Entre os grupos evangélicos, os que batizam crianças, embasam
tal prática nos exemplos do Novo Testamento como Lídia, o carcereiro de Filipos
e Estéfanas:
“Depois de ser batizada, ela e toda a sua casa...”
[At 16.15.]
“...foi ele batizado e todos
os seus.”
[At 16.33.]
“Batizei também a casa de
Estéfanas...”
[1Co 1.16.]
No seu entender, o termo “casa” era mais abrangente que
“família”, incluídos aí também os servos [escravos] e empregados; logo, para os
que defendem o batismo infantil, tais textos permitem concluir que os filhos
eram naturalmente incluídos na cerimônia, pois, embora não os citem explicitamente,
tampouco os excluem.
Já os que repudiam o batismo de crianças e defendem a sua consagração,
escudam-se na apresentação de Jesus pelos pais, ignorando que José e Maria
estavam apenas cumprindo o que determinava a lei de Moisés, por ser menino seu
primeiro filho.
Sendo uma exigência da lei mosaica, específica para o povo
judeu, a ser realizada no templo em Jerusalém, nada tem a ver com os povos não
judeus, que vivem sob a graça.
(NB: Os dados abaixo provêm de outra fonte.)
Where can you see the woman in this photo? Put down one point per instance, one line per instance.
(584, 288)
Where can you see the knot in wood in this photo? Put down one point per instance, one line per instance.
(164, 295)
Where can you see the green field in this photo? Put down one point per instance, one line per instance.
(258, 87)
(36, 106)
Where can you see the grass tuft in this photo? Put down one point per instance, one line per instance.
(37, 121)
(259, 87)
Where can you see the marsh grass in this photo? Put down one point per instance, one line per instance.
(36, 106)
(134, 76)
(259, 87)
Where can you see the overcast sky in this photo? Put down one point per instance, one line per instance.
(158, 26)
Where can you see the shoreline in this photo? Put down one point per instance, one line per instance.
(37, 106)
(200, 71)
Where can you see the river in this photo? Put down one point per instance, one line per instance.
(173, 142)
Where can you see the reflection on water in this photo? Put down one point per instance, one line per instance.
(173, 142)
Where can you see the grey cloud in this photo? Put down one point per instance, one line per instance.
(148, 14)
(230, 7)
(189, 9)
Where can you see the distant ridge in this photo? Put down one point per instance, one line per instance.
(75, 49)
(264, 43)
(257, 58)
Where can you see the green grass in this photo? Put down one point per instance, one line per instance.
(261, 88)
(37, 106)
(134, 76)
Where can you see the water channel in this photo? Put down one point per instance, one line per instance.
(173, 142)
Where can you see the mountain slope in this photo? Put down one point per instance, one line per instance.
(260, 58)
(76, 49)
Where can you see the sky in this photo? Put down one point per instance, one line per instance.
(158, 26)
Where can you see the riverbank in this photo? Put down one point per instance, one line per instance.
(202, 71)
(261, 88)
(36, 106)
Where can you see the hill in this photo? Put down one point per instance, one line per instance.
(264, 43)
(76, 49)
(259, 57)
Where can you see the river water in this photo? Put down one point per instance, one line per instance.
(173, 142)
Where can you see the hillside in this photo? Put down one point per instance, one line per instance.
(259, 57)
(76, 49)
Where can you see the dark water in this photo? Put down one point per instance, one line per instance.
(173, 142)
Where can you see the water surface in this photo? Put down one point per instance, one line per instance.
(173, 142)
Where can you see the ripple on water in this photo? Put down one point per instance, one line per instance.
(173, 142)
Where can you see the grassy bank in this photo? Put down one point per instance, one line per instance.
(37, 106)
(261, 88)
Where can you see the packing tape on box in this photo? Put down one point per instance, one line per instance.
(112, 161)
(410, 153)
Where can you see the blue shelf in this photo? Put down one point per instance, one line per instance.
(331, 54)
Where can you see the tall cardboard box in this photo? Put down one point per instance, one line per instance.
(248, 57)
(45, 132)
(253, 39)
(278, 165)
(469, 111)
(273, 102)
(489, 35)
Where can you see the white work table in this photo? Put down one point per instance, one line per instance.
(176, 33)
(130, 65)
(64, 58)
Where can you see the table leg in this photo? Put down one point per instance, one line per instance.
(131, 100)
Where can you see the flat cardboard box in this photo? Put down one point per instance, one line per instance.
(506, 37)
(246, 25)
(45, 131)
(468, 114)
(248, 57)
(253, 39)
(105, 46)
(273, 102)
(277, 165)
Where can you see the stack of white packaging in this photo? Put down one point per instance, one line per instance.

Se devêssemos nos sujeitar a essa exigência
porque Jesus o foi, como ficariam os demais filhos e filhas? Só apresentaríamos
o primeiro, se menino? Portanto, esse argumento não justifica a apresentação de
crianças.
Os pais levam os filhos a
Jesus
Outro argumento, igualmente frágil, dos que defendem a consagração,
era a iniciativa de alguns pais levarem os filhos a Jesus para serem por ele
abençoados. Embora buscassem algum benefício, uma oração, não os estavam
oferecendo a Jesus, pois não o viam como Deus, mas apenas como mais um mestre recém-surgido,
que passara a atrair a atenção de todos por ser diferente dos demais rabis.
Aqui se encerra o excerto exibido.